Honest Limitations: What Copilot Cannot Do

The assistive ceiling is the most important thing to understand before buying. Copilot suggests a draft — you still decide whether to send it, rewrite it, or discard it. It summarizes a thread — you still decide what action to take. Every email still requires you to be present and engaged. This is by design: Microsoft's architecture is built around keeping humans in control of outbound communication. That's a legitimate product philosophy, but it means Copilot cannot reduce the time you spend on email in a session to zero. The AI compresses the work; it doesn't eliminate it.

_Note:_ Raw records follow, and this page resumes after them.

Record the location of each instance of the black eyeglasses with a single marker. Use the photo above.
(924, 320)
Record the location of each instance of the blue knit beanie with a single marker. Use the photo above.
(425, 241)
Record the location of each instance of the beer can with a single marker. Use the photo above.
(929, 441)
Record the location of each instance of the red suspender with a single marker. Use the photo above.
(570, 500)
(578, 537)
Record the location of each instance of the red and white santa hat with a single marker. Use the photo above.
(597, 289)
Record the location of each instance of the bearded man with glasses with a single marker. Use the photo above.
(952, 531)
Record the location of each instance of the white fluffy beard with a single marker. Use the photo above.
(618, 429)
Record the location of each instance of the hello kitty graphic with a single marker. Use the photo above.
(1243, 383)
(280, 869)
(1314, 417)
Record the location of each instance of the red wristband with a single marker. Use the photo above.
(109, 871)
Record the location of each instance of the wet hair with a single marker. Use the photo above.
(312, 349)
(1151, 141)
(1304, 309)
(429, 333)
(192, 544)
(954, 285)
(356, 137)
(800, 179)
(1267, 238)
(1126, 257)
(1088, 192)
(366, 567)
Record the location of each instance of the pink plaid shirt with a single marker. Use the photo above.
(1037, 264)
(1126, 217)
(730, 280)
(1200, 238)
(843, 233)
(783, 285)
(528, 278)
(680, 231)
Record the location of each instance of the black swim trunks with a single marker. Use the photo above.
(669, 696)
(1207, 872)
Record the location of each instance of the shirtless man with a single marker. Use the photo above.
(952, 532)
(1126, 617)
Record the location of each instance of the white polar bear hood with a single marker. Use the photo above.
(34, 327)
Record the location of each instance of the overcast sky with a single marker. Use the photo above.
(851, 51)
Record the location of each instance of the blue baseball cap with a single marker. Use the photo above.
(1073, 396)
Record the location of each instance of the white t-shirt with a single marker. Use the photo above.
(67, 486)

There is no per-contact voice learning. The tone adjustment options — professional, casual, concise — are generic presets that apply the same way to a message to your CEO as to your newest client. Copilot doesn't study how you've written to a specific person over the past six months and mirror that register back. The outputs sound polished, not personal. Copilot reduces some of the cost of each interruption, but every email still pulls your attention into a decision loop.

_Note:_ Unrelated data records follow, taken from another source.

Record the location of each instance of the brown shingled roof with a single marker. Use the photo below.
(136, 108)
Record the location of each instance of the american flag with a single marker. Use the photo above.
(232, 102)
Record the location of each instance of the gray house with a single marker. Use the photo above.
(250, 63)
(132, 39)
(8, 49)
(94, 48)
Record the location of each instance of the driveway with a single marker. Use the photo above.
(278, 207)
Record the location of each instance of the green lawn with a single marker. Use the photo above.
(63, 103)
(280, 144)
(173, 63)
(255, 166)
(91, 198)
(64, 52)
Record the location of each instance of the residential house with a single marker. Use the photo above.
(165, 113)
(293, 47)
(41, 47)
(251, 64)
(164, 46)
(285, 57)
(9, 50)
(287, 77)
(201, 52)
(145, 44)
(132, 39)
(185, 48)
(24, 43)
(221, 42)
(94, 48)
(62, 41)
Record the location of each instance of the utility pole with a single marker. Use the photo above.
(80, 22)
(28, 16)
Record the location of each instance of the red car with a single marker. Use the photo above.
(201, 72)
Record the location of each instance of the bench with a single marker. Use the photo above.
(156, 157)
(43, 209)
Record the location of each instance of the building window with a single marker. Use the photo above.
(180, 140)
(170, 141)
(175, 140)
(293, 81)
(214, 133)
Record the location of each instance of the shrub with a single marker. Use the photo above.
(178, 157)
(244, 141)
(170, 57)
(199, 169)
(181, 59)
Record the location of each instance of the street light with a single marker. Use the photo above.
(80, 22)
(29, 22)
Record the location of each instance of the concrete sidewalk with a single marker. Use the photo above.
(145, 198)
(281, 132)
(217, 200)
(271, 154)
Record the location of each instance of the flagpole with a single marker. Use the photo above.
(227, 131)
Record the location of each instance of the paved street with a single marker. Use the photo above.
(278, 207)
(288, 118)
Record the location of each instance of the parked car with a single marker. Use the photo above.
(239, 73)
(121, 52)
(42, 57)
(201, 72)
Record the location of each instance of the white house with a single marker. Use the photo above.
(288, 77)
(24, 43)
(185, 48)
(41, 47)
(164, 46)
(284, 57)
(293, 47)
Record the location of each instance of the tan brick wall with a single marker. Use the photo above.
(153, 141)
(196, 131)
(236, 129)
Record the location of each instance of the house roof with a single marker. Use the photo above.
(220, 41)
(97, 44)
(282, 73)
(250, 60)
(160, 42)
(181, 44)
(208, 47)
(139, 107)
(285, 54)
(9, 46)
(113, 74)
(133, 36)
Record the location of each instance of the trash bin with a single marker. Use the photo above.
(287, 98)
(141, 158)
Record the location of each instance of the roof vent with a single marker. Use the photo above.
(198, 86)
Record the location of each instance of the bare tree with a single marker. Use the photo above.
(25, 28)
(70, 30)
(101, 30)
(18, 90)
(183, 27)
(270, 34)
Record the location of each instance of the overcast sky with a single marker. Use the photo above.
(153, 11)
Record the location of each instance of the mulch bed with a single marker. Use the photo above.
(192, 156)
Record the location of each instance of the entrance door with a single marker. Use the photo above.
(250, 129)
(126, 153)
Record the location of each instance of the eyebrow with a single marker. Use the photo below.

Two structural limitations are less obvious but matter at scale. First, there is no automatic batch processing. Copilot activates when you open Outlook and begin working — it doesn't run on its own, process incoming mail, or prepare a prioritized queue before your first session. Your inbox is the same unsorted pile it was before you opened it. Second, Copilot is Microsoft-only. If your organization uses both Outlook and Gmail — common in merged companies or agencies that work with clients on both platforms — Copilot's coverage ends at the Outlook edge. Gmail users in the same workflow get nothing. The add-on pricing makes this gap particularly visible: Business tier at $18/user/month (rising to $21 in July 2026) covers only the Outlook side.

Agentys: Covering the Composition and Automation Gap

Disclosure: this article is published by Agentys. We've tried to be accurate about both products; read the comparison table below to form your own view. Agentys connects to Outlook and Gmail via OAuth, classifies incoming emails into Action, Info, and Noise, then drafts complete replies automatically in your personal writing style — one per contact, not a generic template. By the time you open your inbox, the drafts are waiting. You review, adjust if needed, and send. The architecture is different from Copilot's: no prompt required, no active session needed, inbox processed for you rather than during your session. At $16.99/mo with a 7-day free trial and no M365 prerequisite, the combined cost is lower than the Copilot Business add-on alone — and it covers both Outlook and Gmail under one plan.

The per-contact voice learning is the practical differentiator. Agentys analyzes 90 days of your sent history with each contact and builds a per-relationship communication profile: your sign-off preferences, formality level, typical response length, and recurring phrases. A draft to a longtime client reads like your established relationship; a draft to a new partner reads like your standard professional register. Because most people have months of sent mail, the match is useful from the start and keeps sharpening per contact the more you write — something Copilot's fixed tone presets never do. The model runs in batches, so an email arriving mid-task is drafted on the next processing cycle rather than the instant it lands; in practice that's exactly what lets it clear the whole inbox before you sit down, instead of waiting for you to open each message.

The practical question is what gap you're trying to close. Copilot does a broader, different job — AI woven across Teams, Word, Excel, and Calendar with enterprise admin controls — so it fits a team that specifically needs that suite-wide reach. But for the email problem itself — an inbox processed before your day starts, with drafts that reflect how you actually write to each person, across both Outlook and Gmail, without needing an M365 Business tier — Agentys is the recommendation, and it costs less than the Copilot add-on alone.